To the many, many Americans among our readers who are fed up with the nation's tax system: I'm afraid I can't offer solutions, but I can tell you that it could be worse...
The New York Times (along with many other outlets) has been reporting on new French President Francois Hollande's proposal to bump up the top tax bracket in that nation to 75%, a strategy he believes would help the nation get back on its economic feet. However, due to the relative paucity of high-income earners in the country, many analysts believe that the move will provide the president more in the way of political capital than actual cash.
Despite popularity, it would seem that such a legislative change could backfire with respect to those it will likely appeal to at first blush; the Times article suggests that some business owners are considering shutting down operation in France. Others are apparently deciding to forgo starting operations in the first place. Even putting aside the snickers of those who disagree with the concepts of trickle-down economics, such developments, were they to continue, would surely impact workers.

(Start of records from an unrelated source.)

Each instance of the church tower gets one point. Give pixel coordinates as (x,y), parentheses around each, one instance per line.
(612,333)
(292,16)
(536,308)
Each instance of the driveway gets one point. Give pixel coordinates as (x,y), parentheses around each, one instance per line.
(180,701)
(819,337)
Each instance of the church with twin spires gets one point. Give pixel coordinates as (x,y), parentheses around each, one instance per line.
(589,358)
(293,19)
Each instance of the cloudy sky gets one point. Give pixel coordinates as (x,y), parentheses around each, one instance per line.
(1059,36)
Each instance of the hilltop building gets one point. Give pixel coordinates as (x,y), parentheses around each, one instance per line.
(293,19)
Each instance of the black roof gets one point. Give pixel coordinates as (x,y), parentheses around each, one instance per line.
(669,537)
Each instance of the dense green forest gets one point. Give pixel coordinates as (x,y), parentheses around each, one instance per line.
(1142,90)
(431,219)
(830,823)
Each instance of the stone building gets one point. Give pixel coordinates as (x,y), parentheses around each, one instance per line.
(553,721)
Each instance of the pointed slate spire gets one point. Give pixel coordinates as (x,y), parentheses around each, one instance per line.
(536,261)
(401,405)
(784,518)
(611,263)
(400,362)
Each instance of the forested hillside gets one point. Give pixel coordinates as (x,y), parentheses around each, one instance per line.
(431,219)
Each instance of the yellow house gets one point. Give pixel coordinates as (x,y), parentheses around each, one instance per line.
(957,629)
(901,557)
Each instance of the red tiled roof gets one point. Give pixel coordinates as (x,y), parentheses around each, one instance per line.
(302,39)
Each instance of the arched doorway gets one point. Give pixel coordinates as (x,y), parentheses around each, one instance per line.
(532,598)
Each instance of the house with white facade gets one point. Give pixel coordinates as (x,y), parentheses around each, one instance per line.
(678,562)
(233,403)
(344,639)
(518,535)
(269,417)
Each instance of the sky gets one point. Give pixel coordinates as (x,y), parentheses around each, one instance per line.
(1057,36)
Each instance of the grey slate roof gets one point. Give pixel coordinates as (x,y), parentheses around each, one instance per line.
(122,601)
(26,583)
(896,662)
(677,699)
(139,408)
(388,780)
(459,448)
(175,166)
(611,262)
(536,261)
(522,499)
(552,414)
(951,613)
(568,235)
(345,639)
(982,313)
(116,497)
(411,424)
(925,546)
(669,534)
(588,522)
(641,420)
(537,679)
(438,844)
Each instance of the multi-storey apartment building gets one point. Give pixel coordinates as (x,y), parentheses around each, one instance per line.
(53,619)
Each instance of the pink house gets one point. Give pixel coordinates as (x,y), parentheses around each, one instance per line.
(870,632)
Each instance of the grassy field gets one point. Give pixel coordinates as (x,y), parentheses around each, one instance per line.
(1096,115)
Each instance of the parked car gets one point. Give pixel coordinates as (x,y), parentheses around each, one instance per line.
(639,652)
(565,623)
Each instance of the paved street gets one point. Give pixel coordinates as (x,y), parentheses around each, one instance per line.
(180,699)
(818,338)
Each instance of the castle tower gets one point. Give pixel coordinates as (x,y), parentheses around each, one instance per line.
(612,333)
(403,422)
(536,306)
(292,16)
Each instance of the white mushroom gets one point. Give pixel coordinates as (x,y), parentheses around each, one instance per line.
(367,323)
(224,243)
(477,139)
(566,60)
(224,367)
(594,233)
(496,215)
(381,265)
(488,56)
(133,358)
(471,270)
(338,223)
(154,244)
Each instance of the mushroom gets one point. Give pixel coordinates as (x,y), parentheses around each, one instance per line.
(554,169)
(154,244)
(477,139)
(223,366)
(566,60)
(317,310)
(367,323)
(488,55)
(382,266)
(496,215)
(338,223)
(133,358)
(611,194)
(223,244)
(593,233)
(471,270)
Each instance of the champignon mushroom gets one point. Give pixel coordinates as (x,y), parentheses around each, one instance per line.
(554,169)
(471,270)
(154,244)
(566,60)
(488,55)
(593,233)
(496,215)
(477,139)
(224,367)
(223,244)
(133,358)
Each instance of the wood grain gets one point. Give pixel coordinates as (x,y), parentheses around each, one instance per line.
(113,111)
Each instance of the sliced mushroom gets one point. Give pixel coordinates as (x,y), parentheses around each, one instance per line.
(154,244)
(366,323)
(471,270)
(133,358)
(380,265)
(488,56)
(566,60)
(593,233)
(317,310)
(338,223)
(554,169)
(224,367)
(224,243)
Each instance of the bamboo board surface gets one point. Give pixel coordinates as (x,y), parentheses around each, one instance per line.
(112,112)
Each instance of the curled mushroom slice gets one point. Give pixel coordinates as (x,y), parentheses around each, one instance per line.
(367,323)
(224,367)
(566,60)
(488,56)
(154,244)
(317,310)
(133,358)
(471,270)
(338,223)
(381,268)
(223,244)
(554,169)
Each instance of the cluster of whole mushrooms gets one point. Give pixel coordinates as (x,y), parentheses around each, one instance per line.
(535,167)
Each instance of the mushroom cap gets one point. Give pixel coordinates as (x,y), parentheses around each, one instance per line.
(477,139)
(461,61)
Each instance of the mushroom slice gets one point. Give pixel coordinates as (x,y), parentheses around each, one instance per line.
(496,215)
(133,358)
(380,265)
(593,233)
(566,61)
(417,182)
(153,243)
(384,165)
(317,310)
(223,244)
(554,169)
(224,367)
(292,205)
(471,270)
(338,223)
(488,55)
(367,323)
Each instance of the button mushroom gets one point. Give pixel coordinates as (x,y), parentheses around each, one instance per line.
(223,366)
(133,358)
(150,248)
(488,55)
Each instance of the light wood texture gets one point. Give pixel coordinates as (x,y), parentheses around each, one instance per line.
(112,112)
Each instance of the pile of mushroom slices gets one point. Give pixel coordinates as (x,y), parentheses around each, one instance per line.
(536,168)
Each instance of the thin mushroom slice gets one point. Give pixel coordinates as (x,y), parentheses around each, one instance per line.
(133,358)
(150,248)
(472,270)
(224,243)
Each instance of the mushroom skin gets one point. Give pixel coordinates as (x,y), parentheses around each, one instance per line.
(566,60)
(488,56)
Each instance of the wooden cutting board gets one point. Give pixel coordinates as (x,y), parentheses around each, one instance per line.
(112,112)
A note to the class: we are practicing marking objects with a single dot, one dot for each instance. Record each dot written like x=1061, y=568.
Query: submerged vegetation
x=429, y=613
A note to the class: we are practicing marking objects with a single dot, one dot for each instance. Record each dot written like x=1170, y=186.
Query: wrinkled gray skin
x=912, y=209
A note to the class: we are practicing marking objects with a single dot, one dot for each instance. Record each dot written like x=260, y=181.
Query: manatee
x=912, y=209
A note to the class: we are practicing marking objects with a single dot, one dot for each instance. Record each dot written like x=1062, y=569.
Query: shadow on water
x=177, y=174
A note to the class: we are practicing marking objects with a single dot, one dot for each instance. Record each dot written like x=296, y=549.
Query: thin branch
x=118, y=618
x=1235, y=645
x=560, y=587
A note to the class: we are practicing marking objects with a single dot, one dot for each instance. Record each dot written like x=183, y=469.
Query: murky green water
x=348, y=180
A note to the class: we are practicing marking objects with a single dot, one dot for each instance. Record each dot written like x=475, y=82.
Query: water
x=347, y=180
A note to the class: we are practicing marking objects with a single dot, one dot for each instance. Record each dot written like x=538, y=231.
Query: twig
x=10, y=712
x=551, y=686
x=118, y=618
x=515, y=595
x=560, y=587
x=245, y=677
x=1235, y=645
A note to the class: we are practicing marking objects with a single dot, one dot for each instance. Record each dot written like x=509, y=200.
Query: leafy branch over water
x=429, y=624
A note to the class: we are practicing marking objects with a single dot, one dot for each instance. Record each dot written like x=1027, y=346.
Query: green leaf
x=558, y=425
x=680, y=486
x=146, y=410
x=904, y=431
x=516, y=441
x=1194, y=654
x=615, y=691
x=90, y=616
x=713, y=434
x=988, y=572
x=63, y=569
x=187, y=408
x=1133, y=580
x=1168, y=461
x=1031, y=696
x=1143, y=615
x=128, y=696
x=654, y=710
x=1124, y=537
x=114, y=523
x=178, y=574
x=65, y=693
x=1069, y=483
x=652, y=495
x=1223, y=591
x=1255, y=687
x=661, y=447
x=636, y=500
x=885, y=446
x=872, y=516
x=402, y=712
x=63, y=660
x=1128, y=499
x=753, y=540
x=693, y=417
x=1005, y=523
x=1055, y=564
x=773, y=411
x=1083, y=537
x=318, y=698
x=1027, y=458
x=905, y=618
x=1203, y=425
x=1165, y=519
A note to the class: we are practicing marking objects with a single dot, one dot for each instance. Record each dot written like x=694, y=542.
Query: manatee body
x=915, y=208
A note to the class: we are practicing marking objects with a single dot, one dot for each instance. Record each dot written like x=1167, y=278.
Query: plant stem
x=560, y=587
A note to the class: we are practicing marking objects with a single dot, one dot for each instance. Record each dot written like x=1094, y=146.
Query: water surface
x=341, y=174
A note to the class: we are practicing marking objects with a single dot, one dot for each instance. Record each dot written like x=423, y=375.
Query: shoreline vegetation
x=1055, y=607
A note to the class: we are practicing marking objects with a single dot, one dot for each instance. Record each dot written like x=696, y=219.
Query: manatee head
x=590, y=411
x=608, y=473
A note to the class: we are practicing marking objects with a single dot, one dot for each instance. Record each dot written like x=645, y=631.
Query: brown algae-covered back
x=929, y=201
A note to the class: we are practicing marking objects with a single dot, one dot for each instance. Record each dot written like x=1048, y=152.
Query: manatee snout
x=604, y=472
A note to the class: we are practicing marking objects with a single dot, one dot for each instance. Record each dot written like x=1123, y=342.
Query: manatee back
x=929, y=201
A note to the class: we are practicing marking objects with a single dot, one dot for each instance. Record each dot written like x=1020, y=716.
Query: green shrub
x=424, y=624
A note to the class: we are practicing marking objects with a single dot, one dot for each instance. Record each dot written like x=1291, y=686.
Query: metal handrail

I suppose from the government's perspective (assuming this isn't just an appeasement bill in Hollande's mind), the hope is that the new tax revenue collecting on les riches will be enough to cover current deficits and new unemployment benefits for those impacted by fleeing business interests. For their sake, I hope they are correct; the French certainly have a history of not taking too kindly to government policies that leave them behind.
The Parliament is set to address this issue in September. Until then, France's 'uncomfortable relationship with money' seems set to continue.